Dass sich der giftige Mix aus hoher Inflation, Energiekrise und Konjunkturabkühlung auch auf die Insolvenzzahlen durchschlagen wird, war klar. Im bisherigen Jahresverlauf spielten die Energiepreise bei den Insolvenzanträgen steirischer Unternehmen noch eine untergeordnete Rolle. Das hat sich in der Vorwoche schlagartig geändert – mit der Insolvenz der Christof Industries Austria (Passiva: rund 66 Millionen Euro).
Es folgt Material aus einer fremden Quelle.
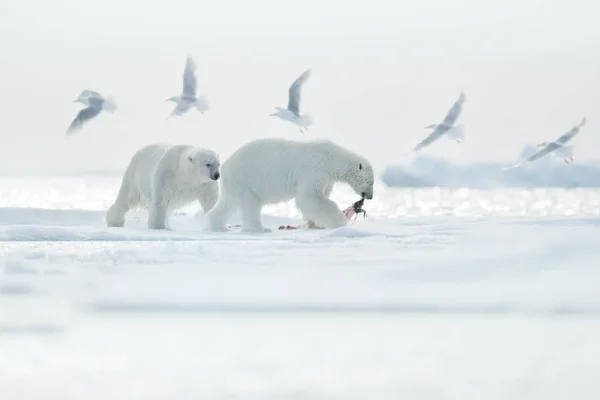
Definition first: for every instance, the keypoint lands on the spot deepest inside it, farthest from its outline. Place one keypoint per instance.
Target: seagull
(95, 103)
(447, 126)
(292, 112)
(564, 152)
(558, 146)
(188, 96)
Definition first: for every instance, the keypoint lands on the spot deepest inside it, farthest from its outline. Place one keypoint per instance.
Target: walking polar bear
(270, 171)
(163, 177)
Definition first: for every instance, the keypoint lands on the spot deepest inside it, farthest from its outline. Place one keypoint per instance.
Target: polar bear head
(361, 178)
(203, 165)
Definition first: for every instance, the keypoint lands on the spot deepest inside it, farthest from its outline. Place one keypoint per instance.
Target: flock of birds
(96, 103)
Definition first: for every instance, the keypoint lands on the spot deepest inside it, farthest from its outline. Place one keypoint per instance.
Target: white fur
(270, 171)
(161, 178)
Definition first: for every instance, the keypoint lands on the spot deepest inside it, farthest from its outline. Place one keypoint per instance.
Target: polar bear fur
(270, 171)
(163, 177)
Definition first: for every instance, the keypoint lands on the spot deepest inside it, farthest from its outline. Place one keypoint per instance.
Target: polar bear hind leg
(157, 213)
(251, 208)
(128, 198)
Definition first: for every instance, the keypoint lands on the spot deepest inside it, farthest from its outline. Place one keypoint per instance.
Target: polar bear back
(142, 167)
(273, 170)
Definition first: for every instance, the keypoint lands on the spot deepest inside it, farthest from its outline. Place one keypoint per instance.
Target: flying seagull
(188, 96)
(292, 112)
(558, 147)
(454, 132)
(95, 103)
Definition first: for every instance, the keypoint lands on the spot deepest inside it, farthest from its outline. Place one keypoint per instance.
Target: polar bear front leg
(209, 196)
(157, 216)
(320, 210)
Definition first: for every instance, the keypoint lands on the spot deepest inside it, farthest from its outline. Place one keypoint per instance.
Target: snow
(439, 293)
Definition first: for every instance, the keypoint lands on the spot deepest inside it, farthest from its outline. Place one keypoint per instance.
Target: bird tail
(109, 104)
(201, 104)
(457, 133)
(514, 166)
(74, 128)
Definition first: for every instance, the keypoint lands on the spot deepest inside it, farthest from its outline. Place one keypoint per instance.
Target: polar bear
(163, 177)
(269, 171)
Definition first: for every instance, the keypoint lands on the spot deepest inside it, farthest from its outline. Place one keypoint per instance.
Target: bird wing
(550, 147)
(90, 93)
(181, 108)
(455, 110)
(83, 116)
(189, 78)
(294, 92)
(571, 134)
(435, 135)
(564, 151)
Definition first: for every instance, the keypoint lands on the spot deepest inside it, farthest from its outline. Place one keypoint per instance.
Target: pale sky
(382, 71)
Im Eigenantrag führte das Unternehmen auch massive Lieferverzögerungen sowie „enorme Preissteigerungen von teilweise 200 bis 300 Prozent bei Vormaterialien und Energie“ – verursacht auch durch den Krieg in der Ukraine – als Ursache für das Sanierungsverfahren an. „Das war die erste steirische Großinsolvenz, bei der man sich explizit darauf beruft“, sagt Franz Blantz, Leiter der Geschäftsstelle Graz des Gläubigerschutzverbandes AKV. Es dürfte nicht die letzte bleiben.

„Besorgniserregend“

„Wir registrieren im Zusammenhang mit den gestiegenen Energie- und Produktionskosten eine Verstärkung, das ist aus mehreren Branchen zu hören.“ Vielfach sei es so, dass die Preissteigerungen in dieser Dimension nicht mehr an Kunden weitergegeben werden könnten. Wie stark diese Lage die Insolvenzzahlen in der Steiermark tatsächlich in die Höhe treiben werden, sei indes „unkalkulierbar“ und hänge letztlich auch davon ab, wie sich staatliche Hilfen im Detail gestalten werden. Es sei aber jedenfalls von einem weiteren Anstieg der Insolvenzfälle auszugehen.
In den ersten drei Quartalen 2022 registrierte der AKV 253 eröffnete Insolvenzverfahren – ein Plus von 50,6 Prozent im Vergleich zum Vorjahreszeitraum. „Besorgniserregend“ sei die drastische Zunahme der mangels Masse abgewiesenen Verfahren – sie hat sich von 71 auf 137 nahezu verdoppelt, so Blantz.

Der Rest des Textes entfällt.